Historic image of the first lift to be installed in the Metro

Do you know which was the first lift to be installed in Metro de Madrid?

The one on Gran Vía! We will tell you what it was like, how much it cost to use and how it worked

Madrid, 1920. The first section of the Metro had been inaugurated only a few months earlier. Despite some initial reluctance, the people of Madrid were gradually getting used to this revolutionary means of underground transport, which, at that time, connected Puerta del Sol with the neighbourhood of Cuatro Caminos. One of the stations on this first section, Gran Vía, was 20 metres below ground level, so the architect Antonio Palacios was commissioned to design a lift to connect the underground with the outside, with the Red de San Luis.

No sooner said than done, Palacios created a granite pavilion with a spectacular iron and glass canopy. This structure housed a lift, which cost 5 cents, and had lift operators who operated a lever to make it go up and down. Can you imagine what this novelty meant?

Historical image of the Gran Vía lift in the 1930s

In 1933, following an accident, the initial lift was replaced by two new lifts, which performed an average of 800 lifts a day and transported an average of 30,000 people, quite a feat for the Madrid of the time.

Over the years, the Metro network was expanded, new stations were built and more lifts and escalators were installed. Finally, in 1970, the structure of the Gran Vía station was dismantled. Today it is located in Porriño, the birthplace of its creator.  

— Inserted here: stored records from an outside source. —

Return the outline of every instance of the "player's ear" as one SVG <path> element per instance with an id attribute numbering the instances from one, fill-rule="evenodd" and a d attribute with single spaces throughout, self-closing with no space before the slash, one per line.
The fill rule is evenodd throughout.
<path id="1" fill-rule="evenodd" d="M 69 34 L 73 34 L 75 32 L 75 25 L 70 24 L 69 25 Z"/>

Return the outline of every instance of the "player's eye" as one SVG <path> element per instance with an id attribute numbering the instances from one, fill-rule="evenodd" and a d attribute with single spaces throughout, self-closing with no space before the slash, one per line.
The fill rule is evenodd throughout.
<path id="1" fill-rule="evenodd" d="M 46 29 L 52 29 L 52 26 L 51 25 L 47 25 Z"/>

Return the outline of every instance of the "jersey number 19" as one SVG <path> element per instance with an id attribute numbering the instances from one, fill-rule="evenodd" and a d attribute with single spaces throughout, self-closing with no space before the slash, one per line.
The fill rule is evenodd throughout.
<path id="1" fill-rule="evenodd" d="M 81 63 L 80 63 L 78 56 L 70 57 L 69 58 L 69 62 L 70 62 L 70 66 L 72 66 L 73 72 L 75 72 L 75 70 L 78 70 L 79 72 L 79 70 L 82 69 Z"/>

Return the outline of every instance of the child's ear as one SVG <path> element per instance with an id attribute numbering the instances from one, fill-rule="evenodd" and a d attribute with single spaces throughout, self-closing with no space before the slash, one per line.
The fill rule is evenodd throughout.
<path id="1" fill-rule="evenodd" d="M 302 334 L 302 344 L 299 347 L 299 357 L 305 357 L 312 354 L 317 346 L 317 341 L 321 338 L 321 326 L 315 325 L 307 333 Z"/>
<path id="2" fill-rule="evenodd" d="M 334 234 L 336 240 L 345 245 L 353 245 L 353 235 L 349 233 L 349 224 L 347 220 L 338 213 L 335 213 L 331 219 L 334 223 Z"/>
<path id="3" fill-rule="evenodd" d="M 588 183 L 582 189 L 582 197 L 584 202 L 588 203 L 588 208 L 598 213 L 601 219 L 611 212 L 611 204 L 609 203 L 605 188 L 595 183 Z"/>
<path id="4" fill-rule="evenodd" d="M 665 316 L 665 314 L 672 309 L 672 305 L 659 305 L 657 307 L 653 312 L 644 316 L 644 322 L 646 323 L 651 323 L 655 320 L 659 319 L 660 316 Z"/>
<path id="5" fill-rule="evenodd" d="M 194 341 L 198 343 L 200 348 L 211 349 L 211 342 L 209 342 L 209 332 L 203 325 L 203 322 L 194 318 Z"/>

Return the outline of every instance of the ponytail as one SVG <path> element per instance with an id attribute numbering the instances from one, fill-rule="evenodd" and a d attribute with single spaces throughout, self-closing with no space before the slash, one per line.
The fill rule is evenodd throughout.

Gran Vía lift pavilion at present

In any case, the memory of this famous lift has endured and over the years it has become a historic symbol of Madrid's Gran Vía. For this reason, when the Metro station underwent its last renovation, one of the first actions that was considered was to recreate this space in a way that was as faithful as possible to Antonio Palacios’s original solution. Today we can once again enjoy the famous lift that over a century ago transported the people of Madrid to the heart of the underground and allowed them to dream of a new, more modern and innovative city.